Iran: U.S. Concerns and Policy Responses [Updated May 15, 2007]   [open pdf - 443KB]

"According to the Administration's 'National Security Strategy' document released on March 16, 2006, the United States 'may face no greater challenge from a single country than Iran.' That perception, generated primarily by Iran's developing nuclear program, has been intensified by Iran's assistance to Shiite armed groups in Iraq and to Lebanese Hezbollah. U.S. officials also accuse Iran of refusing to bring to justice several senior Al Qaeda activists in Iran. U.S. officials further cite Iran for causing the deaths of U.S. troops by providing arms and other material assistance to Shiite Islamist militias participating in escalating sectarian violence against Iraq's Sunnis. In part to direct regional attention to that view but also to engage Iran on an Iraq solution, the Administration supported and attended regional conferences on Iraq on March 10, 2007, and May 3-4, 2007, both attended by Iran (and Syria). The Bush Administration is pursuing several avenues to attempt to contain the potential threat posed by Iran, but the U.S. focus is now on multilateral - and to some extent bilateral - diplomacy.

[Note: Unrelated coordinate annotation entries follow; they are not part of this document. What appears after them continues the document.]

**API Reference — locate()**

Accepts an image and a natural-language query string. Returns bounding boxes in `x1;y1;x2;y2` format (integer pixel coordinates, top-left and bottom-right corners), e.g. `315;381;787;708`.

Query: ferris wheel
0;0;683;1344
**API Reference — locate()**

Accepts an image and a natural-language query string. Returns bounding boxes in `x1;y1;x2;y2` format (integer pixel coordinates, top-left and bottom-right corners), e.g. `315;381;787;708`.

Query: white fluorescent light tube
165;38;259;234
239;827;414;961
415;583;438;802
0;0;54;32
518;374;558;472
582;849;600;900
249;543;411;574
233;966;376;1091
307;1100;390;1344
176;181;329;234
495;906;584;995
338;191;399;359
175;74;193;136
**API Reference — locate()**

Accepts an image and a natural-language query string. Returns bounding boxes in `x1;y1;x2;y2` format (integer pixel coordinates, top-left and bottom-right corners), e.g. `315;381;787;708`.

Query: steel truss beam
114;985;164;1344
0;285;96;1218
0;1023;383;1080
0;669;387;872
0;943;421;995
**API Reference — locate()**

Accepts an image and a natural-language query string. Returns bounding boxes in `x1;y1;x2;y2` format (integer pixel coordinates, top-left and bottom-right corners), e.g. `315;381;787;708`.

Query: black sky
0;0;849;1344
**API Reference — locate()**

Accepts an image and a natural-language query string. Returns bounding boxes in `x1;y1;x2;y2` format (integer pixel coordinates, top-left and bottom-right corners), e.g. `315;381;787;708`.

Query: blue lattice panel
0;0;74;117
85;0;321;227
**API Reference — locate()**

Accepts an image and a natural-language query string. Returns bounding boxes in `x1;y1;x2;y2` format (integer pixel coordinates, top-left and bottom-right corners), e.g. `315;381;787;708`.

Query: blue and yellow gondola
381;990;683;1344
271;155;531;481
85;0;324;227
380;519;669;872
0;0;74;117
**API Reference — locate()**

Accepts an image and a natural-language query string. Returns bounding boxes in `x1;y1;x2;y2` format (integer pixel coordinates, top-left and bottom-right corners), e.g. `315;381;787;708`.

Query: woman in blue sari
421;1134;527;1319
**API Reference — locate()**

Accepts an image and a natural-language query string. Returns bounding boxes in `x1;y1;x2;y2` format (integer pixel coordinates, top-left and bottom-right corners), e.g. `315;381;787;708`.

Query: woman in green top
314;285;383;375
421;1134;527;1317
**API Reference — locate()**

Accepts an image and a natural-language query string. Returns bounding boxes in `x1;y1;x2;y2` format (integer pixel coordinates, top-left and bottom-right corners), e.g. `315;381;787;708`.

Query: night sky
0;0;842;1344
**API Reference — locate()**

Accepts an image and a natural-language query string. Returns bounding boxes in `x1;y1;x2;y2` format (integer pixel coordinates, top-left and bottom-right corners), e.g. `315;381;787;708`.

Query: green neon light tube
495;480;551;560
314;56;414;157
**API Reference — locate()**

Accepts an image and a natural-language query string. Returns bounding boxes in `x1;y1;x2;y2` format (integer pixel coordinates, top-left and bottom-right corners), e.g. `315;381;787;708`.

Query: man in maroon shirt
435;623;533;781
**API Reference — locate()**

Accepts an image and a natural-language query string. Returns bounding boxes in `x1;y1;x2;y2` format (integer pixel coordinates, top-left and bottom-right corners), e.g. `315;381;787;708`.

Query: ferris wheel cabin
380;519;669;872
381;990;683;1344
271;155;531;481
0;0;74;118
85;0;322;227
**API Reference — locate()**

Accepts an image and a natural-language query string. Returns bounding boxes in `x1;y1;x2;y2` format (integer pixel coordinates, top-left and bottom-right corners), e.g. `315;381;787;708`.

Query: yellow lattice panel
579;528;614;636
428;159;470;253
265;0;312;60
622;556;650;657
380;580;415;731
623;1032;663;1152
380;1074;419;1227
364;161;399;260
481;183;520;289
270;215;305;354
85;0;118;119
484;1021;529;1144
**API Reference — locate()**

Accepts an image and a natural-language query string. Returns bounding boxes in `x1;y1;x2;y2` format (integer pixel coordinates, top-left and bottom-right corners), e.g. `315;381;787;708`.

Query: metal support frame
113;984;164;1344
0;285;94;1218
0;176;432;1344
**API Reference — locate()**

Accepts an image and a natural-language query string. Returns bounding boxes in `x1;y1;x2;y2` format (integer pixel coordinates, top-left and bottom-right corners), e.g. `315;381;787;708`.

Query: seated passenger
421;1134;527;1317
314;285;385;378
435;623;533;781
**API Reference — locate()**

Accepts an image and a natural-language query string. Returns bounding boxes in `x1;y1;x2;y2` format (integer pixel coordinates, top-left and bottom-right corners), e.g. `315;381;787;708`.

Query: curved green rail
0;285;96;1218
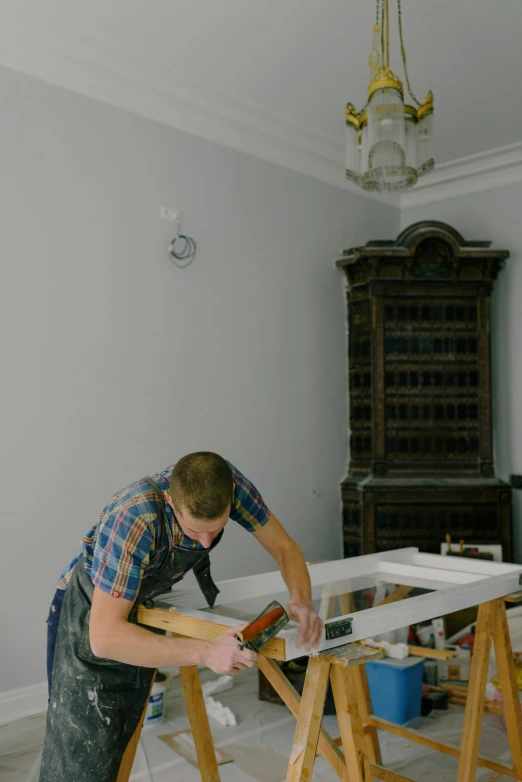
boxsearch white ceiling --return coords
[0,0,522,188]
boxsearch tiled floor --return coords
[0,671,509,782]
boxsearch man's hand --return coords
[204,622,257,673]
[285,602,323,652]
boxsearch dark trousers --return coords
[47,589,65,698]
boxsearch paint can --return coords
[143,671,167,728]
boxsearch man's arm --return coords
[89,587,257,673]
[253,513,323,651]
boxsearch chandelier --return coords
[346,0,435,193]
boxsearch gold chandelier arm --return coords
[396,0,420,106]
[385,0,390,68]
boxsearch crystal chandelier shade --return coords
[346,0,435,192]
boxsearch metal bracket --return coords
[324,618,353,641]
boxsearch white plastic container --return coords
[143,673,167,728]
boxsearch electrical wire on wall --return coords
[169,234,197,269]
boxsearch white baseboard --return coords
[0,682,47,725]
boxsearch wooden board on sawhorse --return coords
[259,598,522,782]
[117,598,522,782]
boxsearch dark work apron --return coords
[40,478,223,782]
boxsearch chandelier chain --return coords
[381,0,386,65]
[397,0,420,106]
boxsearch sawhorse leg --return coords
[116,665,220,782]
[257,644,383,782]
[457,598,522,782]
[179,665,219,782]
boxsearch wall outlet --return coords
[160,206,181,223]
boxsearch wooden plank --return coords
[138,605,286,660]
[286,657,330,782]
[370,763,412,782]
[368,715,515,777]
[490,600,522,779]
[353,665,382,766]
[179,665,219,782]
[330,666,371,782]
[116,671,153,782]
[257,657,348,782]
[457,601,497,782]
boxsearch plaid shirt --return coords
[57,462,270,601]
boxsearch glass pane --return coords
[162,574,436,622]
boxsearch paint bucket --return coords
[143,671,167,728]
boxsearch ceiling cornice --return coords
[0,12,522,209]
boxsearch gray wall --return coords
[401,191,522,562]
[0,70,398,692]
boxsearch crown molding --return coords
[400,142,522,210]
[0,8,522,210]
[0,6,398,206]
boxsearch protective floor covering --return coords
[0,671,510,782]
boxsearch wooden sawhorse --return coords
[118,598,522,782]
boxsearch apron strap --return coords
[143,478,174,546]
[143,478,219,608]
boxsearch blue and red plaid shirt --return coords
[57,462,270,601]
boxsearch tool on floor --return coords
[237,600,289,652]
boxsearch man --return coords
[40,452,322,782]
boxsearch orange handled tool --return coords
[238,600,288,652]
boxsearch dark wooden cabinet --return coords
[337,221,512,560]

Iran has not complied with repeated U.N. Security Council deadlines since August 2006 to cease uranium enrichment, resulting in two U.N. resolutions (1737 and 1747) to date that ban trade with and freeze the assets of Iran's nuclear and related entities and personalities, prevent Iran from transferring arms outside Iran, and require reporting on international travel by named Iranians."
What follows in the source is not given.